Прошло сколько — три года по счёту Древ?

И Моринготто не побеждён, иначе орочьи шайки не шатались бы по этим северным горам… да и как можно победить, как можно рассчитывать?

— Довольно, — тяжело сказал Финдекано, подойдя к брату. Он не был ранен, он, вылетевший на холмы врасплох на орочьих лучников, не был больше всех утомлён битвой, но такие лица — серые, бескровные — Нолофинвэ видел только у погибших в Хелькараксэ. — Займись лагерем.

Видел у Эленвэ, за которой пытались спуститься в трещину вдвоём, он и Аро, пока не поняли, что не вытащить, как бы Турукано ни хотел проститься не с воздухом, не с пустотой, как бы ни боялись за его рассудок.

Хорошо, что Анайрэ не пошла за ним.

— Идём, — бросил Нолофинвэ, стараясь не смотреть на старшего сына.

И стремительно пошёл прочь, чувствуя по звукам шагов, по движению воздуха, что Туркафинвэ следует за ним.

И бело-серебряный пёс из Валинора следует тоже.

Встреченный им по дороге Артафиндэ сдавленно ахнул. Воины Третьего Дома, лагерь которого располагался в северной части равнины, почти не успели вступить в бой, но, верно, видели знамя со звездой Феанаро.

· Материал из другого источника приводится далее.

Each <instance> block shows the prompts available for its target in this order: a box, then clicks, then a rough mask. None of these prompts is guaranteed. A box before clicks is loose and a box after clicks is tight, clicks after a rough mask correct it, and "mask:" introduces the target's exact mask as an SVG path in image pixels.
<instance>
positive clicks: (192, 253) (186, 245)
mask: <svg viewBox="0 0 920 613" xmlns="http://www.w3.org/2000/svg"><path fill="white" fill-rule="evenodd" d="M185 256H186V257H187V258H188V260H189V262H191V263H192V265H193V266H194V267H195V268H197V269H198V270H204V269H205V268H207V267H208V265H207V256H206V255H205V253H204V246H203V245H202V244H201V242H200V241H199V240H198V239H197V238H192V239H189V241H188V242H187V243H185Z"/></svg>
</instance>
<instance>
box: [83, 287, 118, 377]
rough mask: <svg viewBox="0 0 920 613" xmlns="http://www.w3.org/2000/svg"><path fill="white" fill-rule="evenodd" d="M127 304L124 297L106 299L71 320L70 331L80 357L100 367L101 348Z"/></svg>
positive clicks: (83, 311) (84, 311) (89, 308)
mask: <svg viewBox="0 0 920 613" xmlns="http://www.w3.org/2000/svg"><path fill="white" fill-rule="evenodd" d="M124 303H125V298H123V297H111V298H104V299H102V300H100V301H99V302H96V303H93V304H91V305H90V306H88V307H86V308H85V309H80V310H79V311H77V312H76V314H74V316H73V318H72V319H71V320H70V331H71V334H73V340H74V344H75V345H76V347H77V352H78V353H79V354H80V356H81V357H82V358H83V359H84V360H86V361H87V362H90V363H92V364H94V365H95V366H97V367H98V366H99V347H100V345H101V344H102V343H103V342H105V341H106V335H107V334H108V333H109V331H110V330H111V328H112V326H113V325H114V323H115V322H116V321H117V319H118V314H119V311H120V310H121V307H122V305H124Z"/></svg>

Кого уж ожидал старший сын Арафинвэ увидеть под тем знаменем?

— Он утверждает, что остаться здесь безопасно, — коротко, не тратя время на объяснения, сказал Нолофинвэ. — Вам досталось в бою меньше нашего. Отправь дозорных в горы. Среди раненых есть те, кто не перенесёт дорогу.

— Я знаю, мой Государь. Я и Артанис постараемся помочь им.

— Отправь дозорных. Второго такого боя — врасплох — мы позволить себе не можем. Как допрошу нашего гостя, — Нолофинвэ усмехнулся холодно и жестоко, пробуя на губах это слово, оба слова, которые прежде, до Хелькараксэ, не произнёс бы ни про одного из кровных родичей — так будем знать вернее.

Артафиндэ с сомнением взглянул на него, потом на принца Первого Дома: бледное лицо, перекинутый на грудь тугой жгут бело-серебряных волос, испятнанных кровью из раны, меч на поясе, ладонь здоровой руки на эфесе меча.

Оружие, верно, стоило бы забрать.

Пылкий и несдержанный нрав сына Феанаро никуда не делся, даже если и прятался теперь под тонкой ледяной корочкой.

Впрочем, что толку отбирать оружие, когда самое страшное из возможных — свирепый валинорский пёс — следует за хозяином неотступно.

— Государь… Нолофинвэ, мне сказали, он спас жизнь Аракано. Он ранен, и, возможно…

Тэлеро наполовину, ванья по бабке Индис и лишь на четверть нолдо… этим сказано всё. По крайней мере, не убивавшие в Лебединой Гавани Артафиндэ и его братья по-прежнему способны исцелять.

— Займись нашими ранеными, — резко сказал Нолофинвэ. — Тот, кто истинно нуждается в помощи, просит о ней.

Нарочито вскинутый подбородок и плотно сжатые губы Туркафинвэ ясно дали понять, что он просить ни о чём не собирается.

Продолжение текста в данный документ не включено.